Nos Rabbanim ont enseigné: Le précepte de Hanouka [demande] un feu pour un homme et sa maison; (nda : un feu est allumé tous les soirs des huit jours pour l’ensemble du ménage.). Le zélé comprend : « Une lumière pour chaque membre [de la maison] »; et le très zélé, – Beth Shammai (nda :la maison de Shammaï par opposition à celle d’Hillel était rigoriste, Hille allégeait la mistsva) enseigne: Le premier jour huit lumières sont allumés et par la suite, elles sont progressivement éteintes ;  mais la maison d’Hillel dit : Le premier jour, une seule lumière est allumée et par la suite, elles augmentent progressivement.  ‘Ulla dit: Dans l’Ouest [d’eretz Israël] deux amoraim,  R. Jose b. Abin et R. José b. Zebida, ne sont pas d’accord : l’un soutient la raison de Beth Shammai qui est que ceci correspond aux jours à venir,  et que celle de Beth Hillel correspond aux jours qui ont disparu; mais un autre maintient: la raison de Beth Shammai est qu’il doit correspondre aux bœufs de la fête (nda : la fête de Souccot qui dure huit jours.
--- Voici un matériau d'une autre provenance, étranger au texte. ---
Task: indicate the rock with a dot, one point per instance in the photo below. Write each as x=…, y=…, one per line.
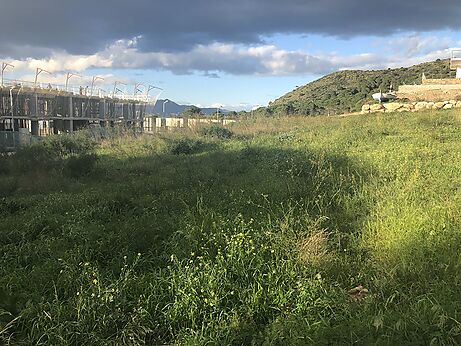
x=439, y=105
x=392, y=106
x=376, y=107
x=421, y=105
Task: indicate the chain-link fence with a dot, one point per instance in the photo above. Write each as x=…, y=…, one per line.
x=11, y=141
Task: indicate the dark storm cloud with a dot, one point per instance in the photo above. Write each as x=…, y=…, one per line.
x=86, y=26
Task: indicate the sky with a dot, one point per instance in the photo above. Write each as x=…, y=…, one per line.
x=235, y=54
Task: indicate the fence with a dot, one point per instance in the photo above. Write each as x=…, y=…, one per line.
x=11, y=141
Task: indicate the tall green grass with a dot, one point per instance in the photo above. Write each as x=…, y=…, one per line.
x=250, y=238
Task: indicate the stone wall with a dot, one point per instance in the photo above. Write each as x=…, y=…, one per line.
x=409, y=107
x=430, y=92
x=445, y=81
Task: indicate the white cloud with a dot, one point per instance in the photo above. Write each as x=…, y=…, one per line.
x=215, y=58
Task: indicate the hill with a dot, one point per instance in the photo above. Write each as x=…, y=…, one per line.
x=295, y=231
x=347, y=91
x=172, y=107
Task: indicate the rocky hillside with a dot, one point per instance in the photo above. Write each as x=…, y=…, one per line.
x=347, y=91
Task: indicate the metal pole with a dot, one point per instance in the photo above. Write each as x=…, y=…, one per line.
x=4, y=66
x=115, y=88
x=95, y=78
x=37, y=72
x=70, y=75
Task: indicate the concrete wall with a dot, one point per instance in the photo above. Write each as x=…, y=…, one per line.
x=151, y=124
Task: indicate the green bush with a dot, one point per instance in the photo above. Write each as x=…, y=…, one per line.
x=185, y=146
x=64, y=145
x=80, y=165
x=216, y=131
x=36, y=156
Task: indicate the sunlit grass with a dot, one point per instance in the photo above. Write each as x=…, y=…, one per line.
x=187, y=238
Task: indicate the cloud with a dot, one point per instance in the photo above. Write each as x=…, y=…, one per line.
x=236, y=59
x=86, y=27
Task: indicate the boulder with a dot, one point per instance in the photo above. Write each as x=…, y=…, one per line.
x=365, y=108
x=421, y=105
x=439, y=105
x=376, y=107
x=392, y=106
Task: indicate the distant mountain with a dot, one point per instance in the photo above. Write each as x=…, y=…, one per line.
x=172, y=107
x=347, y=91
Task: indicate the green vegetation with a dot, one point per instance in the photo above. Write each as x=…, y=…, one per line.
x=346, y=91
x=254, y=239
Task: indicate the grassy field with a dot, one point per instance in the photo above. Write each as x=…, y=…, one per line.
x=257, y=239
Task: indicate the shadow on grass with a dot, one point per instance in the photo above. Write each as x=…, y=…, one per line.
x=170, y=208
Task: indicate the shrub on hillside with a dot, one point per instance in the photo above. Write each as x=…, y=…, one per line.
x=216, y=131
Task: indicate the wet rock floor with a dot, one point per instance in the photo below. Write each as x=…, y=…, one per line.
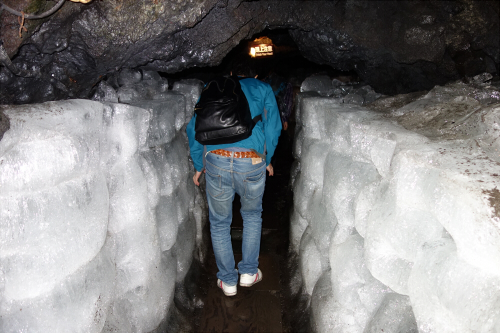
x=262, y=307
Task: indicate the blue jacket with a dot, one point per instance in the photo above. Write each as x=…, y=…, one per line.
x=259, y=95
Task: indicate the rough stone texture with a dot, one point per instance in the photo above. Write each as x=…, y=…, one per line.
x=394, y=46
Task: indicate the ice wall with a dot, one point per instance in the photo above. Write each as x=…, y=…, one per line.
x=396, y=215
x=98, y=218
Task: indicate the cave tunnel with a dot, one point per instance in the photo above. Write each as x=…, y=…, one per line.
x=384, y=210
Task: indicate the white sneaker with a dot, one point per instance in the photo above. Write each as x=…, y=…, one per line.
x=248, y=280
x=227, y=290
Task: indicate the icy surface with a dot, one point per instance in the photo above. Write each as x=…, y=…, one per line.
x=396, y=213
x=98, y=217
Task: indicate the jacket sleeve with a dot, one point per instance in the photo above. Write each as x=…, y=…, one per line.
x=272, y=123
x=195, y=148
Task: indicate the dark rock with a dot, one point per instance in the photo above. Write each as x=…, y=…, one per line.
x=393, y=46
x=4, y=124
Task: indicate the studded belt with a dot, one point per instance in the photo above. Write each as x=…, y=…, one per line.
x=237, y=154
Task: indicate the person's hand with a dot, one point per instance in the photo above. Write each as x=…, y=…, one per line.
x=270, y=169
x=196, y=178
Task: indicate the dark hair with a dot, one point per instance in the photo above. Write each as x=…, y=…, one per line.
x=243, y=68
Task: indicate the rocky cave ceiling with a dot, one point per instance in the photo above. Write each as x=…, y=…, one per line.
x=394, y=46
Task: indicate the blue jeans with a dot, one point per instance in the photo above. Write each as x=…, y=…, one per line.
x=226, y=176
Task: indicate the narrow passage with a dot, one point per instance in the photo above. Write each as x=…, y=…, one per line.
x=258, y=308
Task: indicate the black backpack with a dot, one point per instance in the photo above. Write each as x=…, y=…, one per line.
x=222, y=113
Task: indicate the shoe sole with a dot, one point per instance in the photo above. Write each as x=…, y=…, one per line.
x=259, y=278
x=225, y=293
Treize veaux sont sacrifiés le premier jour, douze sur le deuxième, et ainsi de suite, un de moins à chaque jour qui passe : cf Nb 29, 12 sv.); alors que la raison de Beth Hillel soutiens que nous progressons en [terme de] sainteté, mais ne diminuons pas.

Rabbah b. Bar Hana dit: Il y avait deux hommes âgés à Sison, l’un a fait comme Beth Shammai et l’autre comme Beth Hillel : le dernier a donné la raison de son action en disant qu’elle doit correspondre aux bœufs du pélerinage, tandis que le dernier a déclaré sa raison : parce que nous grandissons [en terme de] la sainteté, mais ne diminuons pas.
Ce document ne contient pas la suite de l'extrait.